目黒真希が、渋谷夕子と知り合ったのはフラダンス教室。

10月から始まる新規のクラスに入ったのがきっかけだった。

偶然帰る方向が一緒で、何となくどちらからともなくお茶に誘い、

喫茶店で話しをするようになった。


渋谷は、年齢は40代のようだが若く見える。

メイクがとても上手で、素人に見えなかった。

それを真希が渋谷に何気に聞いた。夕子はふっと笑い答える。

その顔は何とも艶っぽかった。


『ああ、私、元歌手だったの・・。』

『へえ~ッ、だからメイクがお上手なんですね。

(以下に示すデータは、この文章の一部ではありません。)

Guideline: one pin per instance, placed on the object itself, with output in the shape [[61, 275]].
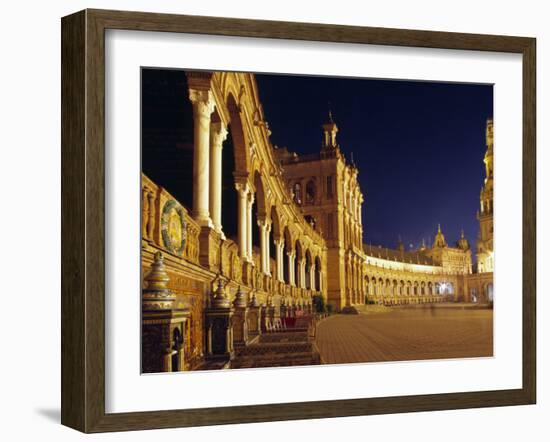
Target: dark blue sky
[[418, 146]]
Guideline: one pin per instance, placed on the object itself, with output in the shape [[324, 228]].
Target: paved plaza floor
[[406, 334]]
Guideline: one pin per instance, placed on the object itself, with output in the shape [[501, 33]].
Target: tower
[[439, 241], [485, 261], [329, 134]]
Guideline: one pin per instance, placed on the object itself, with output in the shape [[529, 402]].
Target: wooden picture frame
[[83, 220]]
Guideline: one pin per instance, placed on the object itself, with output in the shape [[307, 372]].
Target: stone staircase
[[278, 349]]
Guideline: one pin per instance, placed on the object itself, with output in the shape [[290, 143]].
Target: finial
[[240, 300], [156, 295], [330, 119], [220, 300]]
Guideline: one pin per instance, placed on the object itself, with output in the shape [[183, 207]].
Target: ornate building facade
[[263, 254], [237, 234], [325, 187]]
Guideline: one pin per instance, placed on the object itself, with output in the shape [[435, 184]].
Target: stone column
[[242, 189], [203, 106], [302, 265], [291, 269], [265, 229], [267, 251], [218, 134], [250, 202], [262, 224], [279, 246], [312, 277]]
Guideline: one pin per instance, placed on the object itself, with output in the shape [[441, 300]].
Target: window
[[330, 189], [310, 192], [297, 193], [330, 229]]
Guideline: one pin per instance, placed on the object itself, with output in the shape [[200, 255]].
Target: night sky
[[419, 147]]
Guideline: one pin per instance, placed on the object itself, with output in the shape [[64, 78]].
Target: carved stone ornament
[[156, 295], [174, 227]]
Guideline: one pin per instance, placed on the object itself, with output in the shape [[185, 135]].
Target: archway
[[489, 292], [309, 262], [287, 249], [297, 264], [318, 274]]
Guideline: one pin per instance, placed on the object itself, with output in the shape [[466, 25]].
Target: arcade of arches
[[237, 233]]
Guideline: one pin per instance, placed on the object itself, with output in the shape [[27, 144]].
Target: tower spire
[[329, 132]]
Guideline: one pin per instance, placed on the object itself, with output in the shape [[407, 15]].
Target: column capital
[[264, 222], [203, 101], [242, 187], [251, 197], [218, 132]]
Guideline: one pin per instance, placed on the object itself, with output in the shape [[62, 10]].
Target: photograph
[[298, 220]]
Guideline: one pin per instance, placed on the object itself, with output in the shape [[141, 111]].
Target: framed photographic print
[[268, 221]]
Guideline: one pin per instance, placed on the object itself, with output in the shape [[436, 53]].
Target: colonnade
[[210, 129]]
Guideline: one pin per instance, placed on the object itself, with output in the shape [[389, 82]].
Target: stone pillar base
[[209, 249]]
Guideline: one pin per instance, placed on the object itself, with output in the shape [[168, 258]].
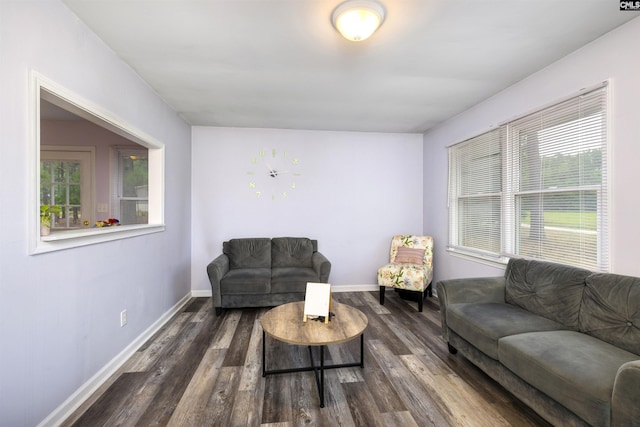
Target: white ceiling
[[281, 64]]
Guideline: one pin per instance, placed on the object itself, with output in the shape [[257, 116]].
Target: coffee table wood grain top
[[284, 323]]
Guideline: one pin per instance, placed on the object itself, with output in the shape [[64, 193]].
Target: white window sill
[[66, 239]]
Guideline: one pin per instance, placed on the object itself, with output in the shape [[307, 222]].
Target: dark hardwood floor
[[204, 370]]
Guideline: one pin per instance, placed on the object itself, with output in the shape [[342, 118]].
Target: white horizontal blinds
[[475, 179], [557, 206]]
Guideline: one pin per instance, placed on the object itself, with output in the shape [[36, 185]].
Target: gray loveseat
[[563, 340], [263, 272]]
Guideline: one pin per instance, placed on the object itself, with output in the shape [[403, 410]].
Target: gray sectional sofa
[[563, 340], [264, 272]]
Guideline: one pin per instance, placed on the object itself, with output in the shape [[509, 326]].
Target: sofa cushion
[[291, 252], [246, 281], [574, 369], [483, 324], [248, 253], [611, 310], [550, 290], [291, 279]]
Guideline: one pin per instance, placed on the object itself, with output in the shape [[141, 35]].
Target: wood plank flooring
[[204, 370]]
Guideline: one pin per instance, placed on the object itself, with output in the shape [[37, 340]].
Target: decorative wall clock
[[273, 174]]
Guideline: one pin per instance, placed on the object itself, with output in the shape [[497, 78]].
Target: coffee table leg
[[322, 376], [264, 366]]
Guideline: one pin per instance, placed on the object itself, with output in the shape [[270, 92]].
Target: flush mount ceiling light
[[356, 20]]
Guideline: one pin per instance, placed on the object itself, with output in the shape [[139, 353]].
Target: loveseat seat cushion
[[574, 369], [550, 290], [291, 279], [248, 253], [611, 310], [291, 252], [483, 324], [246, 281]]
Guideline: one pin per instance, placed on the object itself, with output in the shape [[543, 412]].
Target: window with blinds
[[475, 185], [544, 195]]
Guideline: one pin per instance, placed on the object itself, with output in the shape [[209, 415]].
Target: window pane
[[134, 174], [560, 227], [74, 172], [475, 182], [479, 225], [74, 194], [60, 194]]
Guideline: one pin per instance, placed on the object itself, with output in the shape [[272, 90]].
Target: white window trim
[[500, 260], [76, 238]]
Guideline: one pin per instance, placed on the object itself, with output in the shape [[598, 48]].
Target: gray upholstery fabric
[[456, 291], [484, 324], [611, 310], [243, 276], [291, 279], [550, 290], [545, 406], [248, 253], [246, 281], [291, 252], [625, 410], [573, 368]]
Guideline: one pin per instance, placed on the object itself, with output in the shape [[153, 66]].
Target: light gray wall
[[614, 57], [59, 312], [356, 190]]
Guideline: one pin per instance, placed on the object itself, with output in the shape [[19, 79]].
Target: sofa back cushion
[[550, 290], [291, 252], [611, 310], [248, 253]]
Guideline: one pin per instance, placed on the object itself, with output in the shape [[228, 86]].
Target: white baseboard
[[355, 288], [199, 293], [66, 409], [203, 293]]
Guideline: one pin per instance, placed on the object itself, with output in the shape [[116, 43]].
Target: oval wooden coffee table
[[284, 323]]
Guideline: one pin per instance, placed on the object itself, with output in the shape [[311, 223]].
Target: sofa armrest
[[321, 266], [478, 289], [625, 410], [216, 270]]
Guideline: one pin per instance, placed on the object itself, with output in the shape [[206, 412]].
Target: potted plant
[[45, 218]]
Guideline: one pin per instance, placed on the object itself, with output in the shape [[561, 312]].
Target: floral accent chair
[[410, 267]]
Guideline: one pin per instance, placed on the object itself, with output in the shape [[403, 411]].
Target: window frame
[[41, 86], [86, 156], [509, 220], [117, 179]]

』

『ウフフ・・でも、歌手と言っても、全く売れなかったのよ・・』

『芸名は、何というの?』

『渋谷夕子、演歌歌手だったのよ。ご当地ぽい方が受けるかなって。

それに田舎もんだから、東京の地名がいいかもって・・・ウフフ。』

『じゃあ、本名は?』

『う~ん、忘れちゃったかしら。ダサいし、長いこと渋谷夕子って名乗ってると

そのほうがなじんじゃって。』

『へえ~。』


真希は何食わぬ顔で頷きながらも、その答えに秘密の匂いを感じていた。

図書館の司書をしている凡人の真希にとって、渋谷は謎めいた存在だ。

(何かある…。きっと本名を言いたがらないのはそのせいかも。)


『夕子さん、いま仕事はなになさってるの?』

『私?メイクをしてるのよ。』

『いわゆるメイクアップアーティスト?』


真希がそう言うと、渋谷は大きく首を振り、目を見張って言う。

まるで大見得をきるようだ。


『ううん、私のはただのメイクではなく、そうね、造顔師と言ってもいいくらいの

技を持ってるのよ。』

『・・・造願師?』

『そう、整形するみたいに、根底から顔を変えるようなメイクよ。』

『・・・・。』

『ウフフ、試してみる?』

『ええ???』

『真希さんは特別にしてあげるわ。お友達だから・・。』

『・・・本当に?』


目を見張る真希に、渋谷は言う。


『真希さん、見るところ男性に縁がなさそうね。私のメイクで、モテモテに

 して差し上げるわよ。』

『ええ?そんな事可能なんですか?』

『ウフフ、お安いご用よ。』


渋谷の言うとおり、真希は男性に縁がなかった。

平々凡々に学校を出て、堅い職業について、流されるように日々を過ごして来てしまった。

最後に男性とつきあったのは大学生の頃、処女を奪われたら

その後ぷっつり連絡が取れなくなったのだ。


渋谷の言葉に、ただならぬ日々が始まる予感がした。